Lawmakers in the state of Florida are proposing a bill that would make refusing a breathalyzer test illegal. This law would make it so that anyone who is pulled over and asked to take a breathalyzer would be charged with a misdemeanor if they decline. Even those who have not had a drop of alcohol could be asked to take a breath test, and are subject to misdemeanor charges should they refuse law enforcement’s request.
What This Bill Means for Drivers
Some believe that this bill sets drivers up for punishment whether they are guilty of a DUI or not. Another argument is that police could use breath tests to exploit people who are not drunk driving, but simply rubbed the officer the wrong way.

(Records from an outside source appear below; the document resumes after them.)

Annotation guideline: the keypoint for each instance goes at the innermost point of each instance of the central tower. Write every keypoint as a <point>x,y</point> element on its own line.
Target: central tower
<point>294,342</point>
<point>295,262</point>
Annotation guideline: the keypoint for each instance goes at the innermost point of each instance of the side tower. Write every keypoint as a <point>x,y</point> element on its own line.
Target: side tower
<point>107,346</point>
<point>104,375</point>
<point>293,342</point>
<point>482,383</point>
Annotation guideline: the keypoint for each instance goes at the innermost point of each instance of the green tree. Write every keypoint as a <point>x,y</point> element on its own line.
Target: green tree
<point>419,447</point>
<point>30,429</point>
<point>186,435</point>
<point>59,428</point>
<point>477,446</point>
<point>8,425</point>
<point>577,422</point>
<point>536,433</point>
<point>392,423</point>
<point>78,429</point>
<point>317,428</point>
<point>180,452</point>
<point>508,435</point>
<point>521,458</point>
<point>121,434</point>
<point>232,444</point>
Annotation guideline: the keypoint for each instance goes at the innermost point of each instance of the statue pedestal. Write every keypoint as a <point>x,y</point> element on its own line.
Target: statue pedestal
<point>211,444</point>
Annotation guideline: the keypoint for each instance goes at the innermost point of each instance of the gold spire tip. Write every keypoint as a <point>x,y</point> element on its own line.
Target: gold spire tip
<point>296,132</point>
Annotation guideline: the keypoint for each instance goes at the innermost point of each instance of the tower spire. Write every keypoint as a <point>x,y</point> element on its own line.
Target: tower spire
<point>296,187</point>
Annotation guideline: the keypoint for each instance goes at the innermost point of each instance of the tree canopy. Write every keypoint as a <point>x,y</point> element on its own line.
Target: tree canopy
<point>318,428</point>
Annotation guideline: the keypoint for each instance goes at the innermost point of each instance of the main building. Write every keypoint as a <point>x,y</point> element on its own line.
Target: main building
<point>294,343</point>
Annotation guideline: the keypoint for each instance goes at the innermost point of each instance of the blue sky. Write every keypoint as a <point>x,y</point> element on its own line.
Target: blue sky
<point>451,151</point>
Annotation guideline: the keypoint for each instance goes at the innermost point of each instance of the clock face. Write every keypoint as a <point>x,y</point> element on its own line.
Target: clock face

Most people agree that drivers who are not drinking and driving have nothing to hide, so abiding by police officer’s requests should not be a problem. It’s expected that all drivers obey the law by not drinking and driving. This bill ensures that people are doing just that.
Statistics reported by Mothers Against Drunk Driving state that in 2015, more than 40,000 drunk drivers got behind the wheel of a car in Florida. Of those 40,000 over half were found guilty of DUI.
Senate Bill 1244 is simple, if you’re pulled over and refuse a breathalyzer, you’ll be stuck with an interlock device, which requires you to blow into a mouthpiece on the device before the vehicle will start. A Central Florida senator hopes that the proposed law, should it pass, would remind people to think twice before drinking more than the legal limit, or driving drunk.
If the law passes and you’re found guilty of refusing the breathalyzer test, you will be charged with a misdemeanor, but you will not automatically be found guilty of driving under the influence.
Defense attorneys have expressed grave concern in the proposed bill, stating that they advise their clients to decline questions along with performing field sobriety, and breathalyzer tests because it could help the state collect evidence against the suspected driver.
Many drivers believe it is a fair solution to a deadly problem. Those who have not been drinking simply should not, and likely will not have an issue with proving that to law enforcement.